In other words, capacity is how much could be produced – not how much is actually produced, pointing out that excess and unused capacity are often unstaffed.

“If changes in output aren’t significant, changes in employment won’t be either,” he said.

Some local governments, including those Hebei Provonce, have already put forward plans for cutting overcapacity.

Capacity cuts 

Market forces will be key in determining the size of cuts, said Jiang: “In the future the government will play a smaller role, with the market making the decisions. How much steel is made will depend on how much of a market there is for it.”

The situation for coal, which accounts for almost two-thirds of China’s primary energy demand, is more complex, however, points out professor Lin Boqiang of Xiamen University’s China Center for Energy Economics Research.

Lin says stability is the main concern and that the government is keen to avoid the experience of the 1990s, when large numbers of state-owned firms were simply shut down without any redress (leaving 20 million people out of work) cannot be repeated.

However, 100 billion yuan of funding promised by the central government is likely to be far below what is needed to find new jobs for those affected. Local governments and businesses will have to contribute, but as China’s GDP growth slows, there may be less money around to fund redeployment of workers.

“For state-owned firms, the changes will mainly take the form of mergers, rather than just closure. So job losses at state-owned firms won’t be too bad,” said Lin. 

Xu Shaoshi, head of the National Development and Reform Commission said at the this month’s ‘twin sessions’ (also known as Lianghui) that he is confident that the current social and economic circumstances are suitably different from those of the 1990s, ensuring widespread job losses will be avoided.

Methods of reforming state enterprises have changed too.

Xu gave Hebei as an example. He said the province had more of a problem with overcapacity than elsewhere, but also started dealing with it earlier. He claimed that no major problems have been encountered while merging and restructuring firms, restructuring debts, and finding new jobs for workers.

“And nowadays one percentage point in economic growth means twice as many jobs as it did in the past. So sustained economic growth means even more jobs created,” said Xu.

According to a China Clean Air Alliance report on funding needs for China’s 2013-2017 air pollution action plan, the smooth implementation of that plan could create 3.8 million new jobs, while 890,000 would be lost from elimination of inefficient facilities, delivering a net gain of 2.9 million jobs.

The action plan limits the development of small and medium-sized energy-intensive and polluting firms. It also encourages a shift away from labour-intensive industries, which rely heavily on capital and energy, while emphasising environmental protection, thus optimising the industrial structure.

China’s service sector accounts for at least than 50% of GDP, according to official data and is likely to increase as overcapacity in heavy industry is reined in.   

The 13th FYP will see a big push to improve China’s economic structure, and by 2020 high-tech manufacturing, modern services, and strategic emerging sectors will become important job creators. 

However, it will be difficult for some to find jobs in emerging sectors.

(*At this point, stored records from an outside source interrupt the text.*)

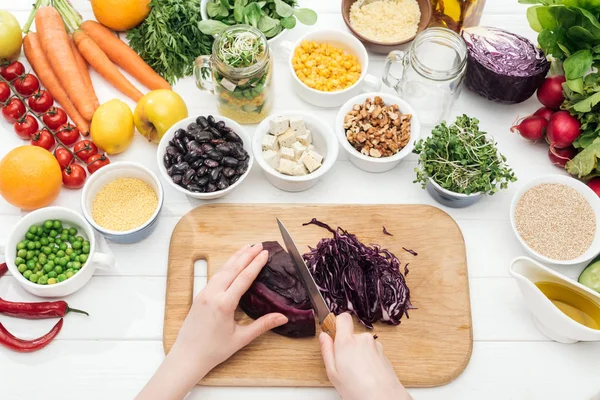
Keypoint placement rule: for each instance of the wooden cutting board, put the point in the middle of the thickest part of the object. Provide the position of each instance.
(431, 348)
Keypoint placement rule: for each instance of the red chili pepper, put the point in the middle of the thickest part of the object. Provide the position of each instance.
(7, 339)
(39, 310)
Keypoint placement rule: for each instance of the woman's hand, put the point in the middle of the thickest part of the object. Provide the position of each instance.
(357, 366)
(209, 334)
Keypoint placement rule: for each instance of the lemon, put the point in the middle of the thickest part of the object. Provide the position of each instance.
(112, 127)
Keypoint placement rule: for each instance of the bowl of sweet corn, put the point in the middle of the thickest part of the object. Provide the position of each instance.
(329, 67)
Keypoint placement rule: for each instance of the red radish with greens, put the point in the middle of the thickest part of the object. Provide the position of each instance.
(531, 128)
(550, 93)
(562, 130)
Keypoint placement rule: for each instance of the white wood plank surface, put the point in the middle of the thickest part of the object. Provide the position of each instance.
(112, 353)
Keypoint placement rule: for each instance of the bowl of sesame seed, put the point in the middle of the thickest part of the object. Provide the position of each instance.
(122, 201)
(557, 220)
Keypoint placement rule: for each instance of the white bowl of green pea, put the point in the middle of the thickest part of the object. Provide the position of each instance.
(51, 252)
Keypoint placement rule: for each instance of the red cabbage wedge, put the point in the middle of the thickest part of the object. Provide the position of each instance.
(502, 66)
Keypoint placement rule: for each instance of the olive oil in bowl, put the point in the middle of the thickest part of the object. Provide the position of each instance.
(576, 306)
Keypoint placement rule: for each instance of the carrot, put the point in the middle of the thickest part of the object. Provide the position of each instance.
(102, 64)
(82, 65)
(35, 55)
(55, 42)
(124, 56)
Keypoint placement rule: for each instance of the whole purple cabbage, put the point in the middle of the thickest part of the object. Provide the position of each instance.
(364, 280)
(278, 288)
(503, 66)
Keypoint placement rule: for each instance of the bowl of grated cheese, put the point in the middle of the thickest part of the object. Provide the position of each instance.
(384, 25)
(122, 201)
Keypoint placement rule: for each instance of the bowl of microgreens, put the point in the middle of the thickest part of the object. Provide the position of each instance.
(459, 164)
(271, 17)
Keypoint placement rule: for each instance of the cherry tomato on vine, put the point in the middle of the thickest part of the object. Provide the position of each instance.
(96, 162)
(12, 71)
(63, 156)
(13, 110)
(26, 85)
(68, 134)
(26, 126)
(74, 176)
(4, 92)
(54, 118)
(40, 102)
(85, 149)
(43, 139)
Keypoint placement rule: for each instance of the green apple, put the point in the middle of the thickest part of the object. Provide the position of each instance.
(157, 111)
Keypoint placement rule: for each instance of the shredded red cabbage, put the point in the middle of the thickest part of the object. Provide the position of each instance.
(364, 280)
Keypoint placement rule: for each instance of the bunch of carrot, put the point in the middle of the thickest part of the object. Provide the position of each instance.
(61, 62)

For example, when coal is replaced by solar and wind power, specially-trained workers will be needed – not unemployed coal miners.

Skills gap

Research by the China Association for Promoting Democracy found that many workers would struggle to find new jobs due to a lack of skills. Vocational training is often only open to those who have recently left education, and full-time study would not allow for part-time work to provide for families.  

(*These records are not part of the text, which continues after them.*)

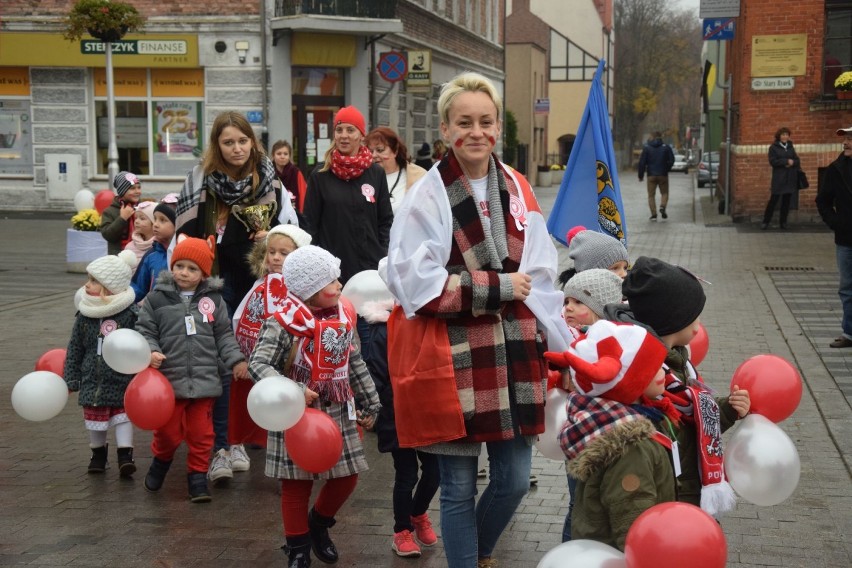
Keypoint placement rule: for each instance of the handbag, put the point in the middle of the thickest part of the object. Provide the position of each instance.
(802, 180)
(425, 398)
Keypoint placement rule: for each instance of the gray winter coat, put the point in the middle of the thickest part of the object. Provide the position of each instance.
(191, 360)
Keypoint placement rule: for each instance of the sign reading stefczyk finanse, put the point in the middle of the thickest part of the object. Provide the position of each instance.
(35, 49)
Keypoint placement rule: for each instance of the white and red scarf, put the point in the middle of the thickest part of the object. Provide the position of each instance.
(351, 167)
(266, 298)
(699, 410)
(325, 341)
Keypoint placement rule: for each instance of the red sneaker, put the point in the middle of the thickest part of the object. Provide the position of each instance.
(423, 530)
(404, 545)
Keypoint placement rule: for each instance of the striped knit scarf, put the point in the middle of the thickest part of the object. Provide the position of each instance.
(322, 359)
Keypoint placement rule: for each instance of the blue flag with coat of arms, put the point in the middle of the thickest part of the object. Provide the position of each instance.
(590, 194)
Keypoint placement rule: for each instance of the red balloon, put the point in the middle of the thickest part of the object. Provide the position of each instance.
(149, 399)
(315, 442)
(102, 200)
(53, 361)
(699, 346)
(773, 384)
(674, 535)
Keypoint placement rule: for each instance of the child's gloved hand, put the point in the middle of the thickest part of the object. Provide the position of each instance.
(740, 401)
(157, 359)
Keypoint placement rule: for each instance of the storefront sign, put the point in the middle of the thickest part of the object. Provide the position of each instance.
(779, 55)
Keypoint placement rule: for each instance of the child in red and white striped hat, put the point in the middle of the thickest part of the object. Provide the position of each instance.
(613, 437)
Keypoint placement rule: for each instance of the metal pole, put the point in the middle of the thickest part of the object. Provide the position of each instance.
(728, 148)
(112, 152)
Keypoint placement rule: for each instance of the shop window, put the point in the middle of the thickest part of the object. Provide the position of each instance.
(158, 125)
(838, 42)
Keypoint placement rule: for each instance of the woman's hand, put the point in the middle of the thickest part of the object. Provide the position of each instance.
(521, 285)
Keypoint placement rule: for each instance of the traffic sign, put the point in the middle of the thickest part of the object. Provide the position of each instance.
(392, 66)
(718, 29)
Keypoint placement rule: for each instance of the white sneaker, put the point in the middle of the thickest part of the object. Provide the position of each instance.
(220, 467)
(239, 458)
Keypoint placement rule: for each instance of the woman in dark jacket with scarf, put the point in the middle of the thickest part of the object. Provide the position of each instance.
(230, 195)
(785, 177)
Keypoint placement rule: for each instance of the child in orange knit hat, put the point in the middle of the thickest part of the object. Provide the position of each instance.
(186, 323)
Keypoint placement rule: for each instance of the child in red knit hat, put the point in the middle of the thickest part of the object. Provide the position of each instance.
(186, 323)
(614, 436)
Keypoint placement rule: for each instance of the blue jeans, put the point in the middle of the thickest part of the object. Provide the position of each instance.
(844, 266)
(471, 528)
(566, 528)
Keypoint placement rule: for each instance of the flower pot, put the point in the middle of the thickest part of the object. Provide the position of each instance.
(81, 248)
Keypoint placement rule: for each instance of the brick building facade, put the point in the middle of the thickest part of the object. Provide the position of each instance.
(809, 108)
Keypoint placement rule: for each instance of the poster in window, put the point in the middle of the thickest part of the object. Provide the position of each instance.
(16, 154)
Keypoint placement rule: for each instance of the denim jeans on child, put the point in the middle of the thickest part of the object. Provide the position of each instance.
(470, 528)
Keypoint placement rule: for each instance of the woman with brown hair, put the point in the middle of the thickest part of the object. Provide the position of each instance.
(230, 195)
(390, 153)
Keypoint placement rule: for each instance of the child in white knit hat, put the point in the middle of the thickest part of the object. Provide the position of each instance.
(310, 340)
(265, 298)
(615, 435)
(105, 303)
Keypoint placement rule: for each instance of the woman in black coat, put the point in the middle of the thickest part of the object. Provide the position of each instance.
(785, 176)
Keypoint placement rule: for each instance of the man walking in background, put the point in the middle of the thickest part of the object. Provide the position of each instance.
(657, 160)
(834, 201)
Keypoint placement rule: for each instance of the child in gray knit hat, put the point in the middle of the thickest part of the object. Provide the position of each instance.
(587, 293)
(591, 249)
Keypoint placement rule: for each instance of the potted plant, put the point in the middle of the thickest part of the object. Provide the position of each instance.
(101, 19)
(843, 85)
(84, 242)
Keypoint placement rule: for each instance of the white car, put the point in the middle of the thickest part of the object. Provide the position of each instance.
(680, 165)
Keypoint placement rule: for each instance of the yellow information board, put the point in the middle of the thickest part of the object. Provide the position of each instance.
(779, 55)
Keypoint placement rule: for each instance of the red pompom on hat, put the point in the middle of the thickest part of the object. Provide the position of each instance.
(351, 115)
(613, 361)
(200, 251)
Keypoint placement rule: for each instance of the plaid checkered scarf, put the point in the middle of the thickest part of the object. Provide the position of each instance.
(521, 405)
(589, 418)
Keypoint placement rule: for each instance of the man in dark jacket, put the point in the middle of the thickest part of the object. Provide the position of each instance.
(834, 201)
(657, 160)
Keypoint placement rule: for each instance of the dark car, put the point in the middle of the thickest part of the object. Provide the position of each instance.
(708, 168)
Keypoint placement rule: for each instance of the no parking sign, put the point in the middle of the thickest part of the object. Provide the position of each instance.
(392, 66)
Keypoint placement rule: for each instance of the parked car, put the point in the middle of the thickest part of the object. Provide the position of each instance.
(708, 168)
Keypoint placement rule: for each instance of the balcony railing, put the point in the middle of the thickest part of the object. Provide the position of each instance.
(379, 9)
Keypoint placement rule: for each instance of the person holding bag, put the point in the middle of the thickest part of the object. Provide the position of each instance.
(785, 177)
(471, 262)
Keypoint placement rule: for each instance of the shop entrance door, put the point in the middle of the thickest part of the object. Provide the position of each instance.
(313, 130)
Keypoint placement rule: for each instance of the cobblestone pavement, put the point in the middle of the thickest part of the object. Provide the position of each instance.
(772, 292)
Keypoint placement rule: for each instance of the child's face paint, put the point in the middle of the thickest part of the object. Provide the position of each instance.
(473, 130)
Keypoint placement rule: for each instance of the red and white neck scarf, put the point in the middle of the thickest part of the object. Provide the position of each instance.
(351, 167)
(325, 341)
(700, 411)
(266, 298)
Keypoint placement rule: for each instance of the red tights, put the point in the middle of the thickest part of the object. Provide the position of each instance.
(296, 496)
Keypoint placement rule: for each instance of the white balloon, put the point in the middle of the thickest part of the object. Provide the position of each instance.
(555, 416)
(276, 403)
(583, 554)
(84, 199)
(761, 462)
(40, 395)
(126, 351)
(366, 286)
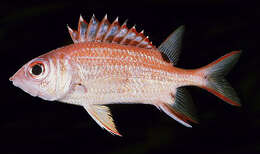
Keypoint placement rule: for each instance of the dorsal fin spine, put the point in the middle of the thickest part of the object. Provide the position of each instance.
(103, 31)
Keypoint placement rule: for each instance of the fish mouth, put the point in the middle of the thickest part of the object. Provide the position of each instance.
(22, 85)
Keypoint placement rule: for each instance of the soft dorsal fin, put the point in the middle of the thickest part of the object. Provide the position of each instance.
(182, 108)
(103, 31)
(172, 45)
(102, 115)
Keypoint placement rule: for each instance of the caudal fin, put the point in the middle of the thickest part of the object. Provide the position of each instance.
(214, 74)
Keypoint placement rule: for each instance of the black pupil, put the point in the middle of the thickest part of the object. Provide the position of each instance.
(36, 69)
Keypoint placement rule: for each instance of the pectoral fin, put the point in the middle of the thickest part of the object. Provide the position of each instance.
(102, 115)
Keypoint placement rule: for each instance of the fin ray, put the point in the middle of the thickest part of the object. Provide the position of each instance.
(172, 45)
(182, 108)
(102, 115)
(214, 75)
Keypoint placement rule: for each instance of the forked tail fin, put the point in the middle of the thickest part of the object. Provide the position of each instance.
(215, 83)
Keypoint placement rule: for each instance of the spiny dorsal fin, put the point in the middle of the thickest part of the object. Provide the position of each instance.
(182, 108)
(172, 45)
(102, 115)
(103, 31)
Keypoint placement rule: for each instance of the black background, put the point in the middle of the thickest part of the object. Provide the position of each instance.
(213, 28)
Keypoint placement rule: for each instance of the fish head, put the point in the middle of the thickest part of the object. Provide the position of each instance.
(41, 77)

Hao Ping, Deputy Minister for Education, said the ministry will further reform schools, universities and training in order to provide more retraining and entrepreneurial skills, so workers can find new jobs.

But figures from the Hebei provincial government show tge scale of that task. At the end of 2014, 437,500 workers had been affected by reductions in capacity. Of these, 210,000 had found new jobs within their companies, while 88,900 were being retained on basic wages while awaiting work. Almost 900,000 had been laid off.